Er zijn drie componenten die de gerechtvaardigde multiple kunnen beïnvloeden.
1. Groei
Deze factor is voor de meeste beleggers wel duidelijk. Een bedrijf zonder groei kan terecht gewaardeerd worden op tien keer de winst wanneer je 10% jaarlijkse return verlangt. Maar als het bedrijf met dubbele cijfers groeit, kun je gerust een hogere multiple betalen en toch uitzicht houden op het gewenste rendement. Groei creëert immers waarde — mits het gaat om groei die daadwerkelijk economische waarde toevoegt.

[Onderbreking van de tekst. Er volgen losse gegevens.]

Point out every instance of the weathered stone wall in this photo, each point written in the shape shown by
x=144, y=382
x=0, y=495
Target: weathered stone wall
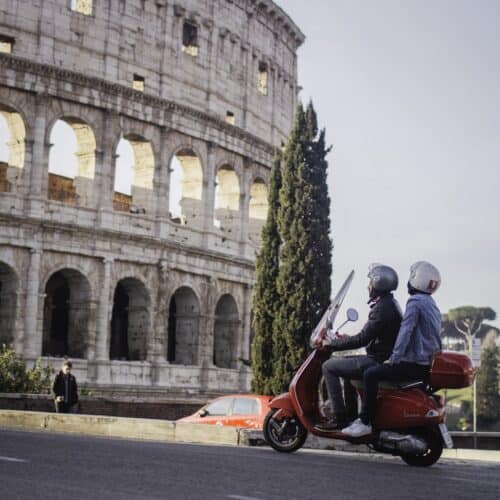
x=121, y=261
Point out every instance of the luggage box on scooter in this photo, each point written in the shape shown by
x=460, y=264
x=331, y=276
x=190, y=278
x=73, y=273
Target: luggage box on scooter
x=451, y=370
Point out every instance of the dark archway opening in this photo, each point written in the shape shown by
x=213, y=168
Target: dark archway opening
x=119, y=325
x=66, y=315
x=129, y=321
x=226, y=332
x=183, y=325
x=8, y=303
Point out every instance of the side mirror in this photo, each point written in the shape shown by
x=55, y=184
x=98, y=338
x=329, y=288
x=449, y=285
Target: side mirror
x=352, y=314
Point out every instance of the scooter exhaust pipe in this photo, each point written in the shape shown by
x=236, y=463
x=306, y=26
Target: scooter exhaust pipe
x=405, y=443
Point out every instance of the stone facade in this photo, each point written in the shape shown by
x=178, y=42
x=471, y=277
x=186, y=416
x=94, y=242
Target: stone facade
x=138, y=298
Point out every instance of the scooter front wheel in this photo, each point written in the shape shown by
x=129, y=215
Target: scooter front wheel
x=431, y=455
x=284, y=435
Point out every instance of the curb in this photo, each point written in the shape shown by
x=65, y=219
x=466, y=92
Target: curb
x=120, y=427
x=183, y=432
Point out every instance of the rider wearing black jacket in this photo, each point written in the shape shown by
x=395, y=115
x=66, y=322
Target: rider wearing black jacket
x=378, y=336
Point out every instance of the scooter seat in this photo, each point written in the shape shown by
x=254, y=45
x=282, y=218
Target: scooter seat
x=393, y=386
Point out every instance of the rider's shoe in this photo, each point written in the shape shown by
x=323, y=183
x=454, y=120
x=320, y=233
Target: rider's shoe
x=333, y=424
x=357, y=429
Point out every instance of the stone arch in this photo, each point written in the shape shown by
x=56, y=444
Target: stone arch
x=183, y=327
x=226, y=332
x=12, y=148
x=134, y=175
x=227, y=199
x=130, y=321
x=186, y=187
x=258, y=206
x=72, y=162
x=9, y=286
x=66, y=314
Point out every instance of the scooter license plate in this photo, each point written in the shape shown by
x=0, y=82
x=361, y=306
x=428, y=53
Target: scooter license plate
x=448, y=441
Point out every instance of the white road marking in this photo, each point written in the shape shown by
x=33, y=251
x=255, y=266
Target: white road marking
x=11, y=459
x=240, y=497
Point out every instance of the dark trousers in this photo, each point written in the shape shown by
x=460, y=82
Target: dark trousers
x=390, y=373
x=345, y=406
x=62, y=407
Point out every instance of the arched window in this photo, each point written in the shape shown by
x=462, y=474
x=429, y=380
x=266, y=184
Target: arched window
x=12, y=147
x=72, y=162
x=134, y=175
x=66, y=314
x=186, y=184
x=257, y=210
x=227, y=200
x=9, y=284
x=226, y=332
x=183, y=325
x=129, y=321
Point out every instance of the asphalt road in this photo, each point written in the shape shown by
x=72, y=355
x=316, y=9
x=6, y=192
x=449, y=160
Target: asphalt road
x=58, y=466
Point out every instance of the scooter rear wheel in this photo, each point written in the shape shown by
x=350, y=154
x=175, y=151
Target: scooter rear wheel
x=431, y=456
x=285, y=435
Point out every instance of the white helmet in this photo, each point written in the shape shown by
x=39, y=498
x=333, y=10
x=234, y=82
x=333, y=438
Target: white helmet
x=424, y=277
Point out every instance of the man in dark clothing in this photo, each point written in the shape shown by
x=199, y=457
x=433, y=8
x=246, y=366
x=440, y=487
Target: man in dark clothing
x=64, y=389
x=378, y=335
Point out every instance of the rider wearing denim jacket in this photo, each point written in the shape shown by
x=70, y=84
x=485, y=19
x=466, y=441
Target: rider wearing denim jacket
x=417, y=337
x=418, y=340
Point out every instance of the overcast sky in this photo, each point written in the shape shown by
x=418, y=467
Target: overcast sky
x=409, y=92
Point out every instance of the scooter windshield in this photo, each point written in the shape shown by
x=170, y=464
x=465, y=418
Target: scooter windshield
x=326, y=321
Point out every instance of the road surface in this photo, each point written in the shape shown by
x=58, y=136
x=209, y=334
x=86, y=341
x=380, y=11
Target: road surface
x=70, y=467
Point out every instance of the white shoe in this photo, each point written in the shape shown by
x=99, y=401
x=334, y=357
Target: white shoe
x=357, y=429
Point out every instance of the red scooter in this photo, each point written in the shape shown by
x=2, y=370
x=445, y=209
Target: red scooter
x=410, y=417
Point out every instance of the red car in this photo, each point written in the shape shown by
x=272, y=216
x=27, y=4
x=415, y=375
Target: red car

2. ROIC (Return on Invested Capital)
De rol van de tweede component, ROIC, is vaak moeilijker te doorgronden dan die van groei, maar minstens zo belangrijk — en soms zelfs doorslaggevender. Een hogere ROIC bij gelijke groeivooruitzichten betekent dat een bedrijf minder hoeft te investeren om te groeien. Dat resulteert uiteindelijk in een grotere berg verwachte vrije kasstromen, die contant gemaakt kunnen worden. Een hogere ROIC rechtvaardigt dus, in groeiscenario’s, een hogere koers-winstverhouding.
3. Risico
De derde component — risico — verdient aparte aandacht. We weten doorgaans wel wat risico inhoudt en welk effect het kan hebben op rendementen, maar in waarderingsvraagstukken is de invloed ervan niet altijd duidelijk.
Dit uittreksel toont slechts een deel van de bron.